Lunds konsthall’s programme for 2010 starts with a solo exhibition by the celebrated Portuguese artist João Penalva. The focus is on works produced in the last five years, with one important earlier piece, the slide and sound installation Character and Player, 1998, as a bass note.

En projektor som visar en svartvit bild på en leende kvinna.

The exhibition includes, among other works, the slide and video installation Pavlina and the automated shadow theatre Petit Verre, both 2007. There is also a specially commissioned installation of ten loose-sheet picture books, individually titled and displayed on tables, and a series of seven large framed digital prints with accompanying short texts, also individually titled.

In addition to the display at Lunds konsthall, four of Penalva’s films are shown at the Kino cinema theatre in Lund: 336 PEK (336 Rivers), 1999; Kitsune (The Fox Sprit), 2001; Harangozó (The Bell-Ringer), 2004; The Roar of Lions, 2007.

Narrativity is of great importance in João Penalva’s art, which is shaped by his capacity for speaking in images and juxtaposing images with words. His imagery is lens-based, reflecting an outside world, and his writing becomes an inner voice. He works with film and video or with prints of various photographic images, often in composite installations that combine several artistic media, sound and light.

Penalva’s art can be understood in terms of physicality, visuality and theatricality. He offers viewers condensed reflections on visual data and precise modulations of emotional states. The impact of built space and bodily time are key elements in the works selected for the exhibition at Lunds konsthall, which bring together the palpable, the imaginary and the unconscious.

In this configuration, Penalva’s works appear to be governed by the logic of the dream. According to the philosopher Henri Bergson, the dreamer uses the same mental faculties as when he is awake, but without the restrictions that bind him when he must attend to life. He conjures up any image he fancies, and the absurdity associated with dreams is nothing but his attempt to analyse these images rather than just letting them flutter by. The dreamer, Bergson says, is too logical.
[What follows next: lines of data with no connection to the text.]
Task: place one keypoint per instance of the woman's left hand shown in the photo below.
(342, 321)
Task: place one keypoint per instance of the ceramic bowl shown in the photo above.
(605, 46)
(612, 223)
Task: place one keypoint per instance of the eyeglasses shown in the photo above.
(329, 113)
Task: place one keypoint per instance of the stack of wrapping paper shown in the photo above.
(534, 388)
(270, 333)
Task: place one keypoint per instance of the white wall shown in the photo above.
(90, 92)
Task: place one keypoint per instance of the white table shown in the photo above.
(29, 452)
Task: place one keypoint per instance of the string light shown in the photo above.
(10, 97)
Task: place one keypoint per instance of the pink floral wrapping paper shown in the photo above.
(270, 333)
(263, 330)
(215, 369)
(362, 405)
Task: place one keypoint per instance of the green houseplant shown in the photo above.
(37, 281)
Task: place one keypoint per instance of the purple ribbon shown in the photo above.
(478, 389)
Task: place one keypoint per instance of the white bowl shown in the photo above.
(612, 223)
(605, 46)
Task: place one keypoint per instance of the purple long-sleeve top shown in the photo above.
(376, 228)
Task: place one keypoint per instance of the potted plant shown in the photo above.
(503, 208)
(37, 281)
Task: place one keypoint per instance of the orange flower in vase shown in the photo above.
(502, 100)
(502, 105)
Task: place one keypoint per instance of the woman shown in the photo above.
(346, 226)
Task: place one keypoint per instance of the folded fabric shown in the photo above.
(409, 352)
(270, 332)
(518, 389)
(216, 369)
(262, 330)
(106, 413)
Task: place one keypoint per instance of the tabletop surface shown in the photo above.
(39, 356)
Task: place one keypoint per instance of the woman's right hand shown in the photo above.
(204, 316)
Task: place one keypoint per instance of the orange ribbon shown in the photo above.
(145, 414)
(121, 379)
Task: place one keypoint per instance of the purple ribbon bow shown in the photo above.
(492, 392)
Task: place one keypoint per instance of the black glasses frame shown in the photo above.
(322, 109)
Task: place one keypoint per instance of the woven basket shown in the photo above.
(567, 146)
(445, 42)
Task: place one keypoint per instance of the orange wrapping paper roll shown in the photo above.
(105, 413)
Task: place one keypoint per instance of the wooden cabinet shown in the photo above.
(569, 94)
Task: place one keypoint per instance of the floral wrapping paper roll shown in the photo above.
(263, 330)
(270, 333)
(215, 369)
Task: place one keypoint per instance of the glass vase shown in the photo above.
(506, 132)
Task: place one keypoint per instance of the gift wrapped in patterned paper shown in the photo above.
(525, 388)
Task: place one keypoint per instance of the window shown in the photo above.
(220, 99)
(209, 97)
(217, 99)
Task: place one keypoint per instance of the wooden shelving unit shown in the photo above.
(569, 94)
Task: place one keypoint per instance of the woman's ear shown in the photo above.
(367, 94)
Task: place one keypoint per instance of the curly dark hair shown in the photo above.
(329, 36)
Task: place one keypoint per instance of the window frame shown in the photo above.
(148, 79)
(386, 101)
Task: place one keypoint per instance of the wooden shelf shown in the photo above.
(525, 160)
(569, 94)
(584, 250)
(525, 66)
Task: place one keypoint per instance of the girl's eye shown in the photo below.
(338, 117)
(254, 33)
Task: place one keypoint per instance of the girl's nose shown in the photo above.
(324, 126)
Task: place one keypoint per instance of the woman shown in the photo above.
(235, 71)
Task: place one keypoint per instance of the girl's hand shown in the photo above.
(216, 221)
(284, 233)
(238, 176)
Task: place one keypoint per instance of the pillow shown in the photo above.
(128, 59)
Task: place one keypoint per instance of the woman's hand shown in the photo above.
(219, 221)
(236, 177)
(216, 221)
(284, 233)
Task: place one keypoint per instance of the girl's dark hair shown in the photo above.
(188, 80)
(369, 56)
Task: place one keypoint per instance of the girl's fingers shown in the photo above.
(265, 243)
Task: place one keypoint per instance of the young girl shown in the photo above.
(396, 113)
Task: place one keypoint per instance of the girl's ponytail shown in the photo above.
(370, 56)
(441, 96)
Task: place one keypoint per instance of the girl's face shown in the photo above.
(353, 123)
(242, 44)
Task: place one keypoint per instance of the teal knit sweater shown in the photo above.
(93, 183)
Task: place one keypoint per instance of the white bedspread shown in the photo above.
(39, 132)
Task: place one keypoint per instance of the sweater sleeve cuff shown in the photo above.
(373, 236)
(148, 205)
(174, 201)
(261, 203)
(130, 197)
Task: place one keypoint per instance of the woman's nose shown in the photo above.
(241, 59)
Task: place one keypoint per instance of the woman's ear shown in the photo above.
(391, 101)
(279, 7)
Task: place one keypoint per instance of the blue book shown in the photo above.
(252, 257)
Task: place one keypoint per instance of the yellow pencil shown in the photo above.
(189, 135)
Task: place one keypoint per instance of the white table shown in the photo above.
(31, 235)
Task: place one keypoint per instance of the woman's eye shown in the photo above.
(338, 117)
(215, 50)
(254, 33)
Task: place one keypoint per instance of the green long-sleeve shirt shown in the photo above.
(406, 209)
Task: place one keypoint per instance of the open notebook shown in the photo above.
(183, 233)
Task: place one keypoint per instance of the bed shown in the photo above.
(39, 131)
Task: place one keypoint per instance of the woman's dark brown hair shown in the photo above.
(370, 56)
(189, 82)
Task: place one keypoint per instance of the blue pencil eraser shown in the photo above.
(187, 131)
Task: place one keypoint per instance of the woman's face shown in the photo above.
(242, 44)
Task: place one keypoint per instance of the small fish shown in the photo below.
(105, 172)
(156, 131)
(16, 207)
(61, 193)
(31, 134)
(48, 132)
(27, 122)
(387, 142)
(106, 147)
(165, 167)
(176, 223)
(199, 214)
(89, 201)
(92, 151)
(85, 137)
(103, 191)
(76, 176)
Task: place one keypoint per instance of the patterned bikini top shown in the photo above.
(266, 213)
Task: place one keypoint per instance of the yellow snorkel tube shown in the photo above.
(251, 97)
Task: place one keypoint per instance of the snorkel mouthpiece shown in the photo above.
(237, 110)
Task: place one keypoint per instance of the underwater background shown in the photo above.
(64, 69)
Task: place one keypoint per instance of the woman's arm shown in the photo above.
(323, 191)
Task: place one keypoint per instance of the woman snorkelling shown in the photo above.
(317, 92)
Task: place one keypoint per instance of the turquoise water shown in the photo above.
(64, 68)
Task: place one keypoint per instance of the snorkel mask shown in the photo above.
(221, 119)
Lunds konsthall warmly thanks all the lenders, and above all the artist for his extraordinary commitment and his fine sensibility towards the gallery’s unique architecture.

About João Penalva

João Penalva was born in Lisbon in 1949. He studied at Chelsea School of Art, London, where he has lived from 1976. In 2003–04 Penalva was awarded the DAAD Artists’ Residency in Berlin. As External Tutor at the Malmö Art Academy he has influenced the development of many younger artists. Penalva represented Portugal at the 13th São Paulo Biennial in 1996 and at the 46th Venice Biennale in 2001. He also exhibited at the 2nd Berlin Biennial in 2001 and at the 11th Sydney Biennial in 2002. Solo exhibitions include: Centro Cultural de Belém, Lisbon, and FRAC Languedoc-Roussillon, Montpellier, 1999; Camden Arts Centre, London, Contemporary Art Center, Vilnius, Galerie im Taxispalais, Innsbruck and Tramway, Glasgow, 2000; Rooseum, Malmö, 2002; Institute of Visual Arts, University of Wisconsin, Milwaukee, and The Power Plant, Toronto, 2003; Serralves Museum of Contemporary Art, Porto, and Ludwig Museum, Budapest, 2005; Irish Museum of Modern Art, Dublin, 2006; DAAD Gallery, Berlin, and Mead Gallery, Warwick Arts Centre, University of Warwick, Coventry, 2007.